Posted on 1 November 2019

On 30 October 2019 the Supreme Court overturned a Court of Appeal decision on Sequent Nominees Limited v Hautford Limited, which ruled that a landlord had acted unreasonably in refusing its tenant’s request for permission to submit a planning application for a change of use to residential.

The decision gives useful guidance on the correct approach to be taken in dealing with applications for consent under leases.

In this case, the tenant wanted to change the use of the first and second floors of the property to residential use. The top two floors were already in residential use. Consent was refused on the basis that the change of use would increase the prospect of a successful enfranchisement, which would deprive the landlord of the reversion in the property and control of the block which contained the property.

Both the High Court and the Court of Appeal held that the refusal of consent was unreasonable.

The landlord appealed and the Supreme Court has allowed the appeal by a majority of three judges to two, ruling that the landlord's refusal of consent was reasonable.

The Supreme Court has held that the lower courts made an error of law because their interpretation of the lease was too limited. It was legitimate for a landlord to resist a significant increase in the risk of enfranchisement because it served a purpose that was sufficiently connected to the landlord and tenant relationship. In this case the refusal was reasonable because of the economic consequences to the landlord of giving or refusing consent.
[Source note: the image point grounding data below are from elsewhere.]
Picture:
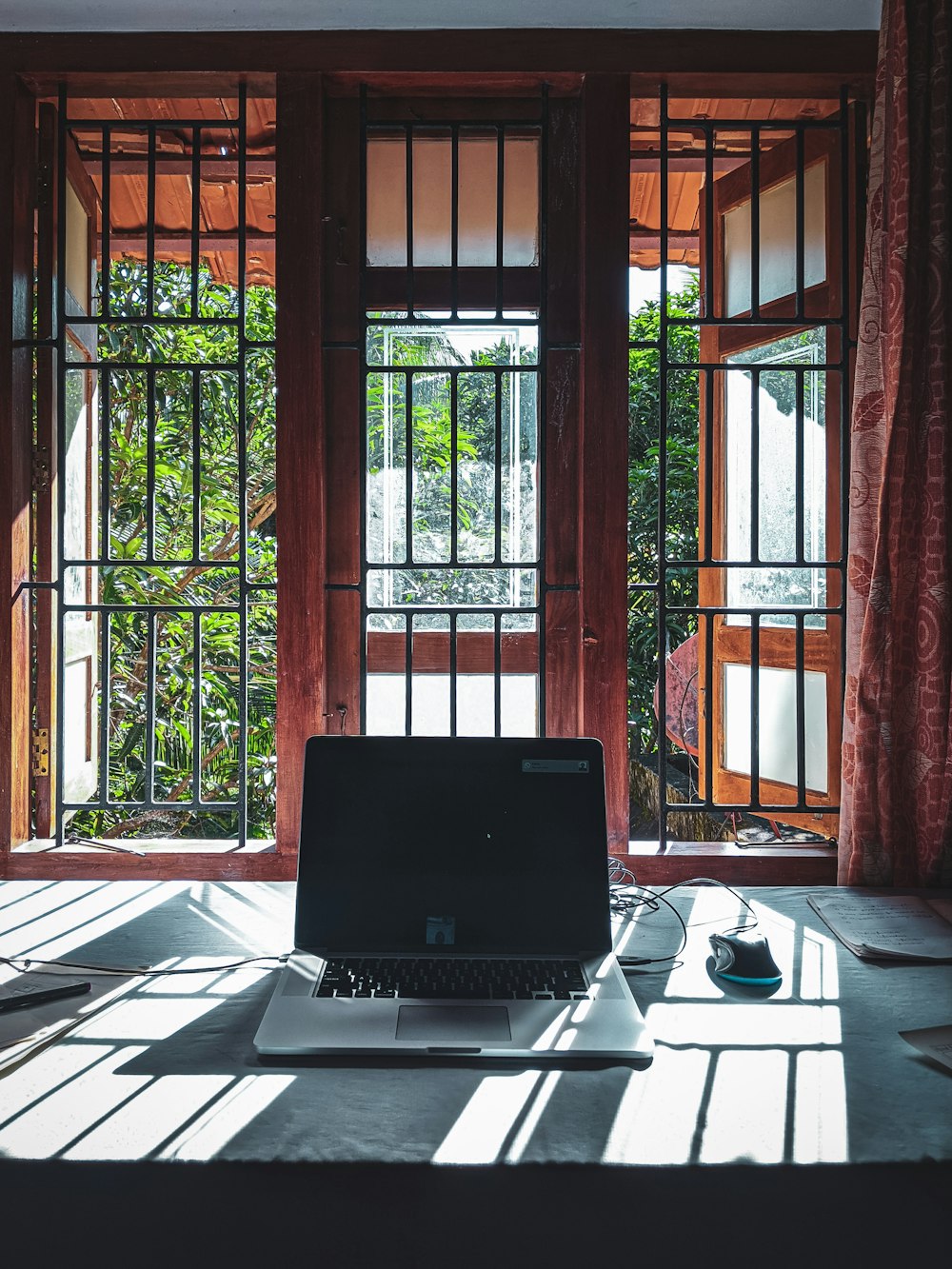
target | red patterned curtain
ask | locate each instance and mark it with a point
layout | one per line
(897, 820)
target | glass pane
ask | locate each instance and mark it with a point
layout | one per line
(777, 724)
(779, 241)
(475, 704)
(474, 448)
(478, 206)
(775, 483)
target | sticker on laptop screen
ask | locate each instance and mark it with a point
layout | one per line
(441, 930)
(551, 765)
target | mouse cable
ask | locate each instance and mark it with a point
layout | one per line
(23, 963)
(649, 900)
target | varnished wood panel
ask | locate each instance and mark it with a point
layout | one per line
(651, 54)
(17, 160)
(342, 370)
(563, 467)
(64, 864)
(301, 433)
(343, 663)
(730, 863)
(342, 221)
(605, 377)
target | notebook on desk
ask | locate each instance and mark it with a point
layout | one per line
(452, 899)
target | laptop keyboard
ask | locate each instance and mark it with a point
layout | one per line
(453, 979)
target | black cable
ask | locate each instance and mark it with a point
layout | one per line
(23, 967)
(650, 899)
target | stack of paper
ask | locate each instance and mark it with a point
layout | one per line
(889, 926)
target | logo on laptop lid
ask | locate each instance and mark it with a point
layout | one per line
(441, 930)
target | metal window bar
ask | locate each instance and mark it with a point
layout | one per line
(106, 370)
(662, 571)
(711, 315)
(413, 317)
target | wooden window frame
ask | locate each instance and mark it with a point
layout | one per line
(32, 65)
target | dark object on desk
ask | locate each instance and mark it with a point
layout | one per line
(29, 995)
(744, 957)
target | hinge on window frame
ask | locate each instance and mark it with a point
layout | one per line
(41, 751)
(41, 469)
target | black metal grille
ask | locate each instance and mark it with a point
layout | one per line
(409, 587)
(216, 594)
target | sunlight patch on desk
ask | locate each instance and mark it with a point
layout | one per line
(217, 982)
(819, 972)
(547, 1040)
(109, 907)
(658, 1113)
(257, 910)
(532, 1117)
(764, 1024)
(228, 1116)
(50, 1126)
(45, 1073)
(148, 1018)
(484, 1124)
(714, 911)
(821, 1132)
(746, 1113)
(145, 1120)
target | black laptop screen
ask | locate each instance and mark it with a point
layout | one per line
(426, 845)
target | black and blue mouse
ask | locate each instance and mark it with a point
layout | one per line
(744, 956)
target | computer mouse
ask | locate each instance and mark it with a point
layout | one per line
(744, 956)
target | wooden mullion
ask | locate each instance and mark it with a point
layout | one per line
(46, 522)
(743, 61)
(18, 161)
(301, 481)
(605, 438)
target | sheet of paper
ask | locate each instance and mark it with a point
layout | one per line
(887, 925)
(936, 1042)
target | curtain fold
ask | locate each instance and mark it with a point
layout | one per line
(897, 812)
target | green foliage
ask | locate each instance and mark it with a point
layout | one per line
(162, 433)
(681, 504)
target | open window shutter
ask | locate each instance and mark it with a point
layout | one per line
(76, 655)
(771, 485)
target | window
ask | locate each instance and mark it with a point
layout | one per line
(155, 629)
(448, 445)
(739, 400)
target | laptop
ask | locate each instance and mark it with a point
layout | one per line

This is a helpful decision for landlords in general. However, it may not be the end of the matter for this particular landlord. The courts at every level have seemed to accept that the landlord would be unable to stop a third party from applying for the very planning permission that the tenant wanted. If that is correct and such an application were made, it would give rise to the same risk of enfranchisement and the landlord's successful appeal might prove to be a short-term victory.